Dari total populasi Riau yang diperkirakan menyentuh angka 6,8 juta jiwa, sebanyak 4,2 juta orang dilaporkan rutin mengakses TikTok. Angka ini mencerminkan ketergantungan digital yang sangat tinggi, terutama di wilayah perkotaan seperti Pekanbaru, Dumai, dan wilayah industri lainnya.
Dampak Ekonomi Digital dan Beban Masyarakat
Temuan ini menyoroti sisi lain dari masifnya penggunaan media sosial, yakni beban biaya internet yang harus ditanggung masyarakat. Dengan durasi rata-rata penggunaan mencapai 1,5 jam per hari, setiap individu diperkirakan menghabiskan kuota data sekitar 45 GB per bulan.
“Secara finansial, masyarakat bisa mengeluarkan biaya antara Rp90.000 hingga Rp225.000 per bulan hanya untuk mengakses satu aplikasi ini. Jika tidak dikelola secara produktif, ini menjadi beban ekonomi rumah tangga yang tidak sedikit,” ungkap Datuk Mustakim JM.
Tantangan Literasi di Balik Keuntungan Raksasa
Secara nasional, jumlah pengguna TikTok telah menembus 194 juta jiwa, menjadikan Indonesia sebagai pasar terbesar dan pengguna TikTok terbanyak di dunia.
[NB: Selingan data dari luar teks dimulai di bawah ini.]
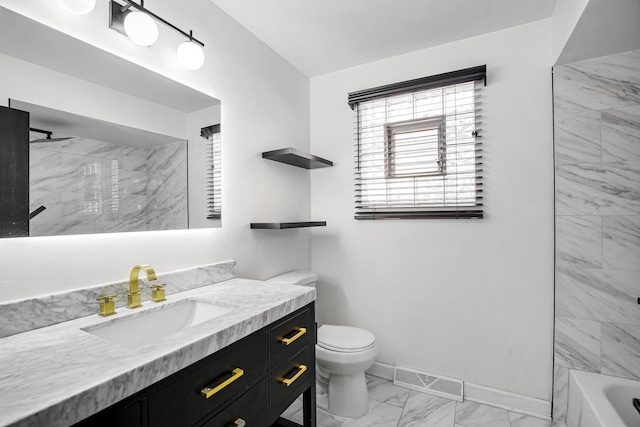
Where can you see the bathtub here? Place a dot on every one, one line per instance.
(597, 400)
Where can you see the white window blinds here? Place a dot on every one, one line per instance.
(214, 171)
(418, 150)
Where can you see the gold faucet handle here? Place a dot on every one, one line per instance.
(157, 293)
(107, 305)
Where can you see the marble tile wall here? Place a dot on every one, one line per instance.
(91, 186)
(597, 171)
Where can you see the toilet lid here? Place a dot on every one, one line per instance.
(346, 339)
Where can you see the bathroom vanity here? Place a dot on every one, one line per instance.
(245, 367)
(250, 383)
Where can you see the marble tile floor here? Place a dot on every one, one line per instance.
(393, 406)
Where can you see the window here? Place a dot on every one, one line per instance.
(214, 171)
(418, 151)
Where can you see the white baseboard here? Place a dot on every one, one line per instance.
(485, 395)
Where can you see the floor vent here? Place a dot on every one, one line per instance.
(438, 385)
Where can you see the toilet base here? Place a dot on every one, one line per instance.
(348, 395)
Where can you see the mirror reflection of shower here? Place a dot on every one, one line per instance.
(105, 178)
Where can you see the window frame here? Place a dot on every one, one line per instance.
(381, 194)
(417, 125)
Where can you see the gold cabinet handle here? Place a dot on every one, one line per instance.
(289, 381)
(210, 391)
(301, 332)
Kondisi ini memberikan keuntungan finansial yang sangat besar bagi ByteDance sebagai induk perusahaan, yang laba bersih globalnya diproyeksikan melampaui Rp640 triliun.
Namun, lonjakan angka ini membawa tantangan besar bagi dunia pendidikan dan sosial. Fokus utama yang harus diperhatikan adalah bagaimana memastikan durasi penggunaan yang lama tersebut berkontribusi positif bagi ekonomi kreatif lokal di Riau, bukan sekadar menjadi konsumen konten.
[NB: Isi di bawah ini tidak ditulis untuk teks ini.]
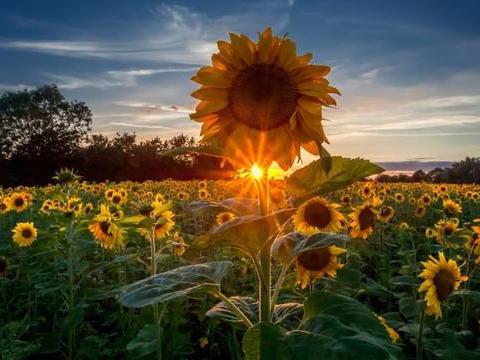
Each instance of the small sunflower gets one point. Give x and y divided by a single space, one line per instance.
24 234
318 215
420 211
441 278
164 224
225 216
451 207
3 267
107 234
386 213
19 201
316 263
390 331
363 220
261 102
Urgensi Pengalihan ke Sektor Produktif
Sebagai praktisi, Datuk Mustakim JM menekankan pentingnya penguatan literasi digital agar masyarakat Riau mampu memanfaatkan algoritma TikTok untuk mempromosikan potensi daerah, produk UMKM, hingga pelestarian budaya Melayu.
“Tantangannya adalah mengubah budaya konsumtif menjadi produktif. Potensi 4,2 juta pengguna di Riau adalah modal besar jika mereka mampu menjadi kreator yang menghasilkan nilai tambah ekonomi, bukan sekadar menghabiskan kuota tanpa manfaat yang jelas,” pungkasnya.